RANDOM THOUGHTS ON…
“WE DON’T have highrises in our district. We’re not a big city department.”
Most of us can no longer say that. Real estate values are prohibiting the construction of simple two-and three-story buildings. If you have a structure with occupancies that reach above your longest ladder, too high to enter from outside—where you need the building to get to the fire and you need the building to remove the life hazard— then you have a high-rise. Most high-rise fires don’t get into the papers and don’t need the elaborate command structure that is outlined time and again in our service journals. Most are extinguished with the old rule, “Get to the floor below and fight your way up.” However, there are some tactical tips that will help no matter what the size of the situation.
Preplanning them all is a must. Without a plan you’re a loser from the start.
If you can see smoke as you arrive, inside is guaranteed to be a hellish nightmare. Call a lot of extra help— you’ll need it and probably more. Stop playing catch-up early. If you play this game too long, you’ll always lose.
Security/life-safety personnel on duty may be your best friends throughout the operation. Know where to find them early.
Elevator control. Know each system thoroughly. If you don’t, and you’re in that elevator for the first time at a fire, get out and walk! Don’t use the freight elevator—many fires are started in rubbish outside the doors. Use a shaft that doesn’t go as far as the reported fire floor. Stop at least five floors before the lowest reported alarm floor. (Stop often on the way up.) If the fire is reported on the first 10 floors, always walk. If you’re unsure of elevator lobby conditions, walk up and be sure.
Know each alarm system intimately. They can give you your most vital information: What floor? What type of alarm? What was the order of transmission? What is the condition of the air handling systems? Where are the elevators and what state are they in? What communications are available?

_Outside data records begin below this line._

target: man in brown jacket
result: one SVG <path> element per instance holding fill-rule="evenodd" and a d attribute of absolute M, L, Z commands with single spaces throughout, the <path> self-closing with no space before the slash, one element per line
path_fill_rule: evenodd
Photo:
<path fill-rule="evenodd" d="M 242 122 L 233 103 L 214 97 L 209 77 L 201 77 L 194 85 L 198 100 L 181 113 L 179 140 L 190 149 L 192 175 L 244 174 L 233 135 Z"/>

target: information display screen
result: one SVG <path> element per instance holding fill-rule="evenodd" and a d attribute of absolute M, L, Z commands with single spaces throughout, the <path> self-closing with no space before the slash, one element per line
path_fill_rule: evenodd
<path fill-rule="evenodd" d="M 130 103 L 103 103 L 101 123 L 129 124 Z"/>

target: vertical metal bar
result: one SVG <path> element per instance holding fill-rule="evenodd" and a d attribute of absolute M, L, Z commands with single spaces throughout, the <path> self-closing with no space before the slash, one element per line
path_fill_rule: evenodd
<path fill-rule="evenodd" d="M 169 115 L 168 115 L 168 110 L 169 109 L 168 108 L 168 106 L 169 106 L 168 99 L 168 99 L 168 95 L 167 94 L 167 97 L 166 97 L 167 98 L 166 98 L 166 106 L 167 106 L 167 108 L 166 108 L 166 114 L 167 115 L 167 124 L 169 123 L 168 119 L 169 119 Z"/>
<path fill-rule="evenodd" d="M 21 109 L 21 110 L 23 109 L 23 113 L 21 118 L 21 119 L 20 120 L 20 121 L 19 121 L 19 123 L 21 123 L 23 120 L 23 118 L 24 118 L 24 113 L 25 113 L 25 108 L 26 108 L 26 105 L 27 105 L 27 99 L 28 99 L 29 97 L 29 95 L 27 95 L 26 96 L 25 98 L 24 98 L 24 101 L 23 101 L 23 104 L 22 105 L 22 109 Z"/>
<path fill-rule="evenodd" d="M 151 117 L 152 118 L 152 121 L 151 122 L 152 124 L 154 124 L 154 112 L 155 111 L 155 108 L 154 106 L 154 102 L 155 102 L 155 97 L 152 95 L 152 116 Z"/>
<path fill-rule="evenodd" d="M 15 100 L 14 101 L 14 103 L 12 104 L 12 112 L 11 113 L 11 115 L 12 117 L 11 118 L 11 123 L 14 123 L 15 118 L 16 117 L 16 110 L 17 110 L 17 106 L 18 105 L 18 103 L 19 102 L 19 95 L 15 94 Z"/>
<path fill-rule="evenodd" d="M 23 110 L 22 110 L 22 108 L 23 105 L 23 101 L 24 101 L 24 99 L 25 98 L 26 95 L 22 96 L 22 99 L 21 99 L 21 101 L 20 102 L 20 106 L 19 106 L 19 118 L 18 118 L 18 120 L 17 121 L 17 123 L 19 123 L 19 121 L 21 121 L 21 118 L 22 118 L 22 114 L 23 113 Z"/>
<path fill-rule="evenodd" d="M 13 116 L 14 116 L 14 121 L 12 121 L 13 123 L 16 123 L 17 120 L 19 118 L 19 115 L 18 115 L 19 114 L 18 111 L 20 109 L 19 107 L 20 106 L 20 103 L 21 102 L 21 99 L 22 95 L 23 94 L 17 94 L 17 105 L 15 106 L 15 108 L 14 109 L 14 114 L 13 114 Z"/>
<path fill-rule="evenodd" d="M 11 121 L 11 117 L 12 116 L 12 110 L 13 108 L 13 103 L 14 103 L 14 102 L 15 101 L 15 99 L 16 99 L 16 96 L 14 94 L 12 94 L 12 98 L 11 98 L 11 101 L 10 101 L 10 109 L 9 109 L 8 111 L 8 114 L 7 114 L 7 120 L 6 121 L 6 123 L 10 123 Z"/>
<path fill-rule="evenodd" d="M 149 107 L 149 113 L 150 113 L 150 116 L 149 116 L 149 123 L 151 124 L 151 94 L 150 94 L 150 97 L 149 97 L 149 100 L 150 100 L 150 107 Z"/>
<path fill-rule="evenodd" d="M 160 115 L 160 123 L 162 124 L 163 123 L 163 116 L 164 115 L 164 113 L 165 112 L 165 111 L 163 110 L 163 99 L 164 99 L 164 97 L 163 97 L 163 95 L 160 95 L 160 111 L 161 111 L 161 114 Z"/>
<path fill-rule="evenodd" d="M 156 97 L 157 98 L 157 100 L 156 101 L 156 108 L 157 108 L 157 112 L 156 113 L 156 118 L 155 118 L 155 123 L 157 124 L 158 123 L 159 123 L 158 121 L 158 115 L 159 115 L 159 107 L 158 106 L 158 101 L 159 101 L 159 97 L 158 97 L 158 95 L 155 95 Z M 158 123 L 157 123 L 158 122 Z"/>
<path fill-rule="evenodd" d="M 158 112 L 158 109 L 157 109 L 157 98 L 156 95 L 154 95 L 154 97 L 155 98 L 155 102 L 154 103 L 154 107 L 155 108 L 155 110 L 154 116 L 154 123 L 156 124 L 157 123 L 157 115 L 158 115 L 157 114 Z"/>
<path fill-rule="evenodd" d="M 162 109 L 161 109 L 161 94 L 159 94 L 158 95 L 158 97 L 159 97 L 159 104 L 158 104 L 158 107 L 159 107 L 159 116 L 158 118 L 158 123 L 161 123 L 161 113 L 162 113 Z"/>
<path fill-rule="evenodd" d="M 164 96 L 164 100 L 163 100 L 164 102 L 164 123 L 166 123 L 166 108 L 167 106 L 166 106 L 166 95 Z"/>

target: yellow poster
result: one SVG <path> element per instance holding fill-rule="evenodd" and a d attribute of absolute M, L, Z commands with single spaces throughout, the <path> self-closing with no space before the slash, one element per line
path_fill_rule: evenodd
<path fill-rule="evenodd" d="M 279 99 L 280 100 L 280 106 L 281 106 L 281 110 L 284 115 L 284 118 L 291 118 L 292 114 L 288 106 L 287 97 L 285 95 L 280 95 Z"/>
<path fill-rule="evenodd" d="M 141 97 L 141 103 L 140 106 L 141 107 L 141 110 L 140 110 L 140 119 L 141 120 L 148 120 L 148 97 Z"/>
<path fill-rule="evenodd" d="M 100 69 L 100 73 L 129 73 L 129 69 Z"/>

Gain control immediately of all elevators, air handling machinery, communication equipment, local floor schematics, and security system controls.
Acquire floor layout maps. Don’t leave the lobby without one!
Save one stairway for use by civilians exiting from above the fire floor. Designate it early and communicate it as thoroughly as possible to evacuation supervisory personnel. Use other stairways for firefighting.
Walking the stairs? Take your time! Take a breather every five or six floors. You won’t be able to once you begin fire attack. In fact, you may be useless when you reach the operation floor. If you have a free hand, carry your boots or hook them around your neck with a length of rope (hose strap from your pocket?). Walk up in your stocking feet. You won’t believe how much easier it is.
Constantly check the plenum overhead. Its negative pressure can pull the fire undetected to the most remote areas with alarming speed. Checking regularly will prevent entrapment of the firefighting team and also forecast the dreaded “core wrap” (fire completely encircling the core struc-. ture of the fire floor).
Relieve rapidly and early. Firefighters can become exhausted and ineffective in as little as five minutes from the debilitating effects of operating in these high-rise ovens.
Search for the people and the fire as a team Use all the discipline, training, and equipment that a safe and effective team search demands. (See Fire Engineering, November ’87, page 10.)
Get an air tank supply chain started early. The 30-minute mask is a myth! Great training results in 17 minutes of air. I’ve seen air tanks depleted in less than seven minutes.
Communication. Make sure that portable radios and/or sound-powered phones are with every group, no matter how small. Effective communication is a major key to successful high-rise fire operations. Preplan for it and set it up early.
Practice getting one hoseline in place that will reach all areas of a floor from the standpipe connection on the floor below. You will almost always have to pair engine companies. Record the time it takes—you will be astounded.
Access stairs. These are interior, open stairways that connect one or more floors (usually of the same occupancy). Many codes and local laws prohibit these shafts from connecting more than two floors, but I’ve seen them longer. Learn where they are while you’re in the lobby. If you know where they are, there will be fewer surprises. They may even assist the firefight if they connect to the fire floor from the floor below.